Poirot se inclinó hacia adelante.

—¡Ah, monsieur! James Bentley trabajó aquí. Usted puede hablarme de él.

—Bien poco hay que decir... bien poco. Era uno de nuestros escribientes. Nada contra él. Parecía buena persona, concienzudo y todo eso. Pero desconocía por completo el arte de vender. Ese es un inconveniente en esta sociedad. Si un cliente viene a nosotros con una casa que quiere vender, aquí estamos nosotros para vendérsela. Y si un cliente desea una casa, se la buscamos. Si se trata de una casa situada en un lugar solitario, sin amenidades, hacemos hincapié en su antigüedad y la llamamos "edificio de época". ¡Y no hablamos para nada de la instalación de fontanería! Y si una casa da a una fábrica de gas, hablamos de las amenidades y facilidades sin mencionar las vistas. Aquí de lo que se trata es de hacer comprar al cliente a toda prisa. Recurrimos a toda clase de trucos. "Le aconsejamos, señora, que haga una oferta sin perder instante. Hay un miembro del Parlamento que se ha enamorado de la casa... que da muestras de vivo interés por ella. Va a ir a verla esta tarde otra vez." Este ardid nunca falla. Pican siempre. Lo del miembro del Parlamento es de buen efecto psicológico. ¡Dios sabe por qué! No hay miembro que viva nunca lejos del distrito que le votó. Supongo que es por lo buena y sonora que resulta la frase —rió de pronto, exhibiendo una brillante dentadura—. Psicología, eso es lo que es... buena psicología nada más.
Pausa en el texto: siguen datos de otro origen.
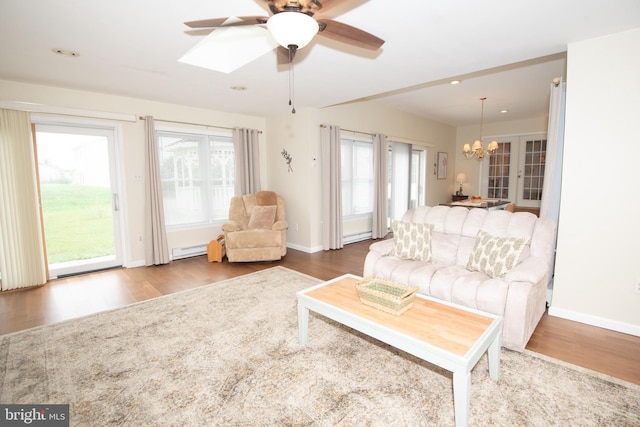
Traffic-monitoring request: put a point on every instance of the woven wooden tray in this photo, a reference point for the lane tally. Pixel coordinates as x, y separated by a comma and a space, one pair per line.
385, 295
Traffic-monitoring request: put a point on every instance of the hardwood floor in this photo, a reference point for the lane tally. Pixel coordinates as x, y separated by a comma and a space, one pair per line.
601, 350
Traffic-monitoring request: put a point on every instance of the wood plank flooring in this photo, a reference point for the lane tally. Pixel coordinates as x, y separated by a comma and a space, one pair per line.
601, 350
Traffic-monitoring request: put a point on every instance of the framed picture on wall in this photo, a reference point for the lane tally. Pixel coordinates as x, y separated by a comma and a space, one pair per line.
443, 159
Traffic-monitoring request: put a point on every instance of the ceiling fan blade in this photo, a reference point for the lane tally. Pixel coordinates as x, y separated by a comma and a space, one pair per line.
232, 21
328, 4
346, 33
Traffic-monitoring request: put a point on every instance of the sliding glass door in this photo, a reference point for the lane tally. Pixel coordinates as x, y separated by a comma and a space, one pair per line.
79, 198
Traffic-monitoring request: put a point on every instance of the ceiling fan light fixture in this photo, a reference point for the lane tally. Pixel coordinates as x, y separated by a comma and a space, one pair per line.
292, 28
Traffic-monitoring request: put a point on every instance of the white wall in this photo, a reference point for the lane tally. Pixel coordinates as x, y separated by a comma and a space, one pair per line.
598, 257
133, 162
299, 134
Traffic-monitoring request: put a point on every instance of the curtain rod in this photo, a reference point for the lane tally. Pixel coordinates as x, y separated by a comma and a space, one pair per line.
392, 138
354, 131
190, 123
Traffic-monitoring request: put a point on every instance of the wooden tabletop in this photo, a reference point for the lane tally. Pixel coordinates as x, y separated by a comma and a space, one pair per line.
449, 328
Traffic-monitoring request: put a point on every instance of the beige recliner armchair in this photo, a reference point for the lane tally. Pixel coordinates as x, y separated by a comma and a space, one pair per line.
257, 228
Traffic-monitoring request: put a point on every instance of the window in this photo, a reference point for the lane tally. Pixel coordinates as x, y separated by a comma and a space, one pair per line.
357, 176
197, 174
516, 171
499, 172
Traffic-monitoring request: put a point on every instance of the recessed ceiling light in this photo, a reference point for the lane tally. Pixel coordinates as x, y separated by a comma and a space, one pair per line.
65, 52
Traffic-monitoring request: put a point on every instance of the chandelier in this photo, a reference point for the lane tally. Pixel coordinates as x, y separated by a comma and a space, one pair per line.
476, 149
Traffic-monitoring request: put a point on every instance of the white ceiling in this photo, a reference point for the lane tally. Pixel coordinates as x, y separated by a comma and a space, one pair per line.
505, 50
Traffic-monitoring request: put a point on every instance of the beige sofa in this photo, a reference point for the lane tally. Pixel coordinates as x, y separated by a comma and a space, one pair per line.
257, 228
465, 269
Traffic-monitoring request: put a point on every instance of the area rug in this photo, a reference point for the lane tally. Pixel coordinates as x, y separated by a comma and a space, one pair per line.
227, 354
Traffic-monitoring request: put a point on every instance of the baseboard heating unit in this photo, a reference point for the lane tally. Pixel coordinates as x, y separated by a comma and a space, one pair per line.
179, 253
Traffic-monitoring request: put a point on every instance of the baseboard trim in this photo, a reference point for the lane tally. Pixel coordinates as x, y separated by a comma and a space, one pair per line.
600, 322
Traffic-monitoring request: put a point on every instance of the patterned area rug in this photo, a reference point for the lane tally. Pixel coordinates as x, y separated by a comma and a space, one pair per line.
227, 354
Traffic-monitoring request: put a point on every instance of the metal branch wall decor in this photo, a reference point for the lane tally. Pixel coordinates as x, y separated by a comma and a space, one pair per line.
288, 159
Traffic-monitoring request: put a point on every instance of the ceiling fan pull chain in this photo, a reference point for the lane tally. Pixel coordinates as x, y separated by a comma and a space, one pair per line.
292, 50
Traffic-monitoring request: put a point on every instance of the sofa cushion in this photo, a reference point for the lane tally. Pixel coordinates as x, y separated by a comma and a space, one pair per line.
262, 217
495, 256
411, 240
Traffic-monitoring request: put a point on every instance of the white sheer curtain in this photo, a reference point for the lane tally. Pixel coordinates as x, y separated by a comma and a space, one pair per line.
22, 258
331, 187
156, 248
550, 203
247, 155
380, 184
400, 179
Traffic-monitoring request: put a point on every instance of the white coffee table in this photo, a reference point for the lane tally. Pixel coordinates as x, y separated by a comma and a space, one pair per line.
448, 335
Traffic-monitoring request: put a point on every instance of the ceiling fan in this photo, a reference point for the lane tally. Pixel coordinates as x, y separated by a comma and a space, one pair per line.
293, 25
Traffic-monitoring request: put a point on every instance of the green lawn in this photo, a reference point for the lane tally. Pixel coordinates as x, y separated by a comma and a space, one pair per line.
77, 222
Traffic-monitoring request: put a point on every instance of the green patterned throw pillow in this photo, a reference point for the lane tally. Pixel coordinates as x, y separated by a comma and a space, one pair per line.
412, 241
495, 256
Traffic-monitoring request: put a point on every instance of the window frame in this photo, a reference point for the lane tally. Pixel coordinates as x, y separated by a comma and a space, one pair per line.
360, 141
205, 163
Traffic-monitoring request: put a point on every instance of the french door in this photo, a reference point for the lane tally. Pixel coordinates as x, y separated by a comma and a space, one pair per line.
79, 197
515, 171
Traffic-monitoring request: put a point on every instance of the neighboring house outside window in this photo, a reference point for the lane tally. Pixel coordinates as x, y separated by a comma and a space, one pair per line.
197, 174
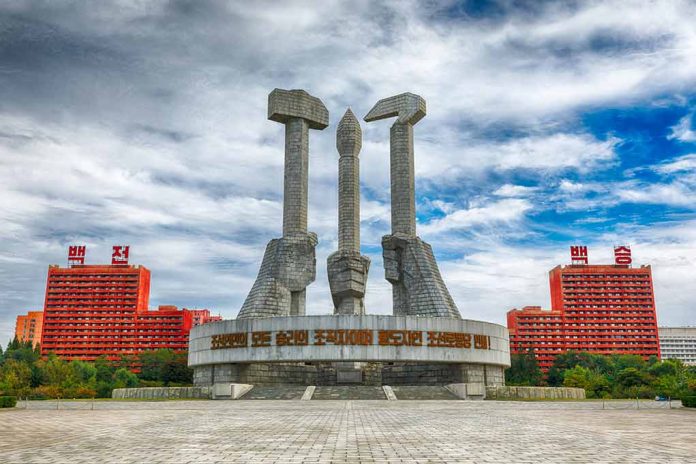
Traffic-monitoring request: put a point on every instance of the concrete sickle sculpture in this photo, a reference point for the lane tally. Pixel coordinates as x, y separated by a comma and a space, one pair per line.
347, 268
409, 263
289, 263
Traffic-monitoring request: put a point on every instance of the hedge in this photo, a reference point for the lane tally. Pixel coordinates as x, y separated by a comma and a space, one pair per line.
8, 401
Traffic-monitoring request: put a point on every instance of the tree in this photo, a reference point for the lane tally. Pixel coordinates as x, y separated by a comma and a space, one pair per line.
165, 366
123, 378
15, 378
632, 377
524, 370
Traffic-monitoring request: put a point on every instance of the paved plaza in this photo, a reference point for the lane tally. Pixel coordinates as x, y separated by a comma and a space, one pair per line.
346, 432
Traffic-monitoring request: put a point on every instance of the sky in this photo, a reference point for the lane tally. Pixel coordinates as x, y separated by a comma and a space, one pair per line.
549, 124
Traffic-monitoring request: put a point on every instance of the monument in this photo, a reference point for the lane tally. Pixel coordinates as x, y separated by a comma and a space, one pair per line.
273, 342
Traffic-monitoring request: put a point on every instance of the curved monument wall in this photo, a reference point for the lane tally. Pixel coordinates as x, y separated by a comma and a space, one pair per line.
311, 350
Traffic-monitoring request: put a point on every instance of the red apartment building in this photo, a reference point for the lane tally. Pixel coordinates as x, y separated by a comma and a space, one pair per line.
601, 309
92, 310
29, 327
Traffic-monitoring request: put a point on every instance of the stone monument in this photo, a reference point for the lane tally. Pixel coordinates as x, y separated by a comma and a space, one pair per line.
272, 342
347, 268
409, 263
289, 263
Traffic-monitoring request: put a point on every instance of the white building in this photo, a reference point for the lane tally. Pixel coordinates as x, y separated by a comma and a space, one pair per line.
678, 343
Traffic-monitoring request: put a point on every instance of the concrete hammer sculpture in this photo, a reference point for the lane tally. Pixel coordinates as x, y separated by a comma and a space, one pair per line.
289, 263
409, 263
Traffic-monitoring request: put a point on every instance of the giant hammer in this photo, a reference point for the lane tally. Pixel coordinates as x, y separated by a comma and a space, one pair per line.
289, 263
409, 263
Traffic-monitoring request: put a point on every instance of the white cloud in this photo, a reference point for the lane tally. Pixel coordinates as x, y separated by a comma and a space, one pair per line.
682, 131
509, 190
682, 164
496, 213
146, 124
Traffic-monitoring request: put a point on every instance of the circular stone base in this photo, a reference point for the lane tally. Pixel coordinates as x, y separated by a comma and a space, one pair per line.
348, 349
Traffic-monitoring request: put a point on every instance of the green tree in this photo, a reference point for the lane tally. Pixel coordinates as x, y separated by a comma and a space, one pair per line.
577, 377
165, 366
524, 370
632, 377
15, 378
123, 378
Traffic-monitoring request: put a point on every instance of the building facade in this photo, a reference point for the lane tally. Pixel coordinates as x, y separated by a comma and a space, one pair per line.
202, 316
678, 343
95, 310
602, 309
29, 327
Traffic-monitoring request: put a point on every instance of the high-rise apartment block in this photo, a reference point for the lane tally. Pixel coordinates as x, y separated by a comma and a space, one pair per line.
94, 310
601, 309
678, 343
29, 326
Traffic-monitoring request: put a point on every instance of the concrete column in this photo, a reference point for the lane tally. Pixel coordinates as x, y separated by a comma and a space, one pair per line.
296, 176
403, 184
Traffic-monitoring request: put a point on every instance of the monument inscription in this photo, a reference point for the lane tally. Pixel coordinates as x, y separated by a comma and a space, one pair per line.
321, 337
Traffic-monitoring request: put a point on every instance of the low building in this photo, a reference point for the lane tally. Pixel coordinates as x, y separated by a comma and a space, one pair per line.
678, 343
29, 327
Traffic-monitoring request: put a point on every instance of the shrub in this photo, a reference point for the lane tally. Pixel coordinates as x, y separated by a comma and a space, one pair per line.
8, 401
46, 392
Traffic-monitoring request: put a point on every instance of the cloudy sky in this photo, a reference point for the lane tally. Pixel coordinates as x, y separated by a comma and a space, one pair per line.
549, 124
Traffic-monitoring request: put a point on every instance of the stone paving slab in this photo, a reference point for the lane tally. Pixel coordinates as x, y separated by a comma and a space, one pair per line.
344, 432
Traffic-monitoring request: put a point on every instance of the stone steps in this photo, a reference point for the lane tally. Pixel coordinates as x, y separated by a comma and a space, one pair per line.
275, 393
349, 393
423, 393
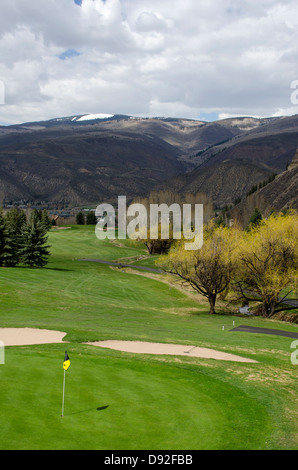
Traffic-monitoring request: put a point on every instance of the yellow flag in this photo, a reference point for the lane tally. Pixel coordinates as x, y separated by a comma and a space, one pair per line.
66, 362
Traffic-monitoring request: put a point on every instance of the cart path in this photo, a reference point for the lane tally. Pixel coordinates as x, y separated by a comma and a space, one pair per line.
267, 331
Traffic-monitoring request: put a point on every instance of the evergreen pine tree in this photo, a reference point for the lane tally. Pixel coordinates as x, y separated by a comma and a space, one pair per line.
13, 224
34, 252
7, 257
45, 220
91, 218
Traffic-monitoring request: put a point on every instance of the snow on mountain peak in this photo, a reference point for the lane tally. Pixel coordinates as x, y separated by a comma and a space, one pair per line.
90, 117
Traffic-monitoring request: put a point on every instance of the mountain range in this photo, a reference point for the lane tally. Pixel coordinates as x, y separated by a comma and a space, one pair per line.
94, 158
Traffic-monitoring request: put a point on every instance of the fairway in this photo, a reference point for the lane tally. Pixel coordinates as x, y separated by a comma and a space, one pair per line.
122, 400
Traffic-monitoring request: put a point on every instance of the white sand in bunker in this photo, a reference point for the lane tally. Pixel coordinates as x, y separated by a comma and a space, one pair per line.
140, 347
27, 336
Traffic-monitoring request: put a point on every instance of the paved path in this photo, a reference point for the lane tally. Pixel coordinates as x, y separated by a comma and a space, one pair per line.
110, 263
268, 331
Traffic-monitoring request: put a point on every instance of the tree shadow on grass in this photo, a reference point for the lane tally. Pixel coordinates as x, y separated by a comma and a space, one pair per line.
100, 408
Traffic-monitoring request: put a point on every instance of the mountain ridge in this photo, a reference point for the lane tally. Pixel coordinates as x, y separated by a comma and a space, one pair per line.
73, 161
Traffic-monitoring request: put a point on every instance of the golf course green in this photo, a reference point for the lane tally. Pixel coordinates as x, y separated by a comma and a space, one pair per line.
126, 401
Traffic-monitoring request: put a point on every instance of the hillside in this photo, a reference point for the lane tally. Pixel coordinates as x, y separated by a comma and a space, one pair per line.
227, 171
280, 194
88, 159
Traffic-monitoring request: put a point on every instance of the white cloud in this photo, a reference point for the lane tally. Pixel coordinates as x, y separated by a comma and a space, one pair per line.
145, 57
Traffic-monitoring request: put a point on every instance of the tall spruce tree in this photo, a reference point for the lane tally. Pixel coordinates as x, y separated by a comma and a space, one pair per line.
7, 257
13, 223
33, 251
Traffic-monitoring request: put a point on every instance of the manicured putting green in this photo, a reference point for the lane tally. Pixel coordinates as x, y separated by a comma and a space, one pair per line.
115, 402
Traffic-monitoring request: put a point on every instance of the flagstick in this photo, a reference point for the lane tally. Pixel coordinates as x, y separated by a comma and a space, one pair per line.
63, 395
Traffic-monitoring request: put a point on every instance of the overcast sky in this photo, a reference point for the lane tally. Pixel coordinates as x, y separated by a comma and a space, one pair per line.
200, 59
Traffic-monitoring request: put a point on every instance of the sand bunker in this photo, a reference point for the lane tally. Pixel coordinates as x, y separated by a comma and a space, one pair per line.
140, 347
31, 336
28, 336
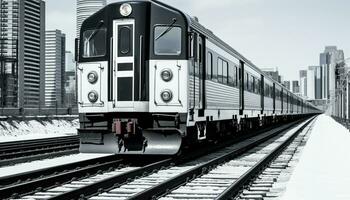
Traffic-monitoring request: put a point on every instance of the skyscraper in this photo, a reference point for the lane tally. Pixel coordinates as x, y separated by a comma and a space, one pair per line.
23, 29
8, 54
55, 68
303, 83
331, 65
70, 84
295, 87
287, 85
86, 8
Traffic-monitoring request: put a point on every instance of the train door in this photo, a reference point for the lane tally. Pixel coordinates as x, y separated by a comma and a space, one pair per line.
123, 63
201, 74
241, 87
197, 75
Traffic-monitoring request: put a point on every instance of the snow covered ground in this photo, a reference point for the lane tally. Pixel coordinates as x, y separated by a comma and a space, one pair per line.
323, 168
41, 164
13, 130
Poirot se agarró a la palabra.

—Psicología. ¡Cuánta razón tiene usted! Veo que sabe usted juzgar con acierto a los hombres.

—Algo hay de eso, algo hay de eso...—asintió mister Scuttle con cierta modestia.

—Por tanto, vuelvo a preguntarle: ¿qué impresión le causó a usted James Bentley? Así para entre nosotros... en rigurosa confianza, ¿cree usted que mató a la anciana?

Scuttle le miró con sorpresa.

—Claro que sí.

—¿Y cree también que era cosa que podía esperarse de él... psicológicamente hablando?

—Hombre, si lo pone usted así... no; en realidad, no. Nunca le hubiera creído con redaños para hacerlo. Mire, si quiere que le dé mi opinión, estaba mal de la cabeza. Mírelo así y la cosa tiene sentido común. Siempre anduvo algo mal de la cabeza, y con eso de perder la colocación, estar preocupado y cosas por el estilo, se desequilibró por completo.

—¿No le despidieron ustedes por ningún motivo especial?

Scuttle negó con la cabeza.

—Mala época del año. El personal no tenía suficiente trabajo. Despedimos al menos competente de todos, que era Bentley. Y supongo que lo hubiera sido siempre. Le dimos buenas referencias y todo eso. No consiguió otra colocación, sin embargo. Le faltaba energía. Producía mala impresión en la gente.

Siempre se iba a parar a lo mismo, pensó Poirot al salir del despacho. James Bentley causaba mala impresión a la gente. Halló consuelo pensando en varios asesinos que había conocido y a quienes la mayoría de las personas encontraban encantadores.